More Details Are Coming Out About The British Baker Caught Using Illegal American Sprinkles, And I Can't Stop Laughing About The Entire Saga

    File "international sprinkle incident" under things you don't see every day.

    Rich Myers, the owner of Get Baked, a new bakery based in the UK city Leeds, took to Facebook after his shop was flagged for using American sprinkles in some of his pastries.

    On Tuesday, Myers' thread about the entire ordeal was reposted on Twitter, where it has since gone viral. In the post, Myers writes that because of the complaint, he can no longer serve his top-selling desserts, including the Birthday Bruce and the Raspberry Glazed Donut cookie.

    this bakery in leeds is having an absolute mare because someone reported them over using illegal sprinkles and it’s just so fucking funny to me

    Twitter: @viqqyy / Via Twitter: @viqqyy

    Get Baked's entire Facebook page is 100% worth the read (Myers truly has a way with words), but the real gems can be found where he goes off in the comments.

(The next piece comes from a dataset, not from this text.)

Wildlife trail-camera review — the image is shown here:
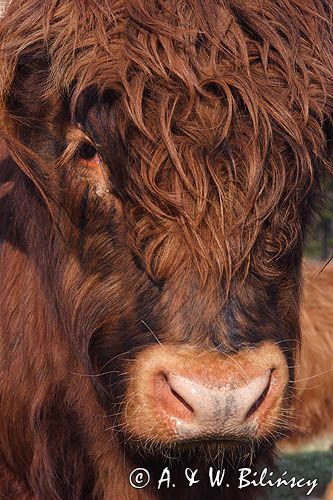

    He says the quality of sprinkles in the UK aren't good

    In the thread now dubbed Sprinklegate, Myers writes that he refuses to change his sprinkles to a legal version and is now contemplating his next steps in seeking sprinkle justice.

    Myers will follow the rules but will not switch to UK sprinkles

    After reading the thread, the burning question is obviously, "How can a sprinkle be illegal?" Turns out, the American sprinkles Myers was using contain E-127 food coloring, which is only allowed to be used in cocktails and candied cherries across the pond.

    A pile of colorful sprinkles

    Myers says he had no idea the sprinkles, which he purchased from a UK wholesaler, were illegal.

    "I thought it was a joke at first, I thought it was someone pulling a prank," he told CNN after he was interviewed by West Yorkshire Trading Standards about the contraband confection. 

    Despite thousands of tweets begging for a reversal on the ruling, West Yorkshire Trading Standards stood by their decision to uphold the ban.

    There's been hundreds and thousands of tweets about #sprinklegate😉. We stand by the advice given and would urge all food business operators, when seeking to use imported foods containing additives, to check that they are permitted for use in the UK.

    Twitter: @wytradstandards / Via Twitter: @wytradstandards

    If there could be a silver lining to an event as life-altering as #Sprinklegate, it's that Get Baked now has thousands of new fans.

    The bakery even had to change their hours due to the influx of new customers and media attention.

    And Myers has managed to keep up his trademark humor through the entire situation.

    He says he's not letting game to his head but he hired a personal assistant who's getting him a cappuccino

    On Sunday, Myers posted on Instagram, sharing that he may have found a solution to the sprinkle snafu with a photo teasing the new treat.

    And Myers might have some other tricks up his sleeve: in the Instagram Myers posted to bid his old sprinkle brand farewell, he hints that he might be trying to develop his own sprinkles.

    Regardless of how it ends, we know one thing: Myers simply will not stoop so low as to use British sprinkles.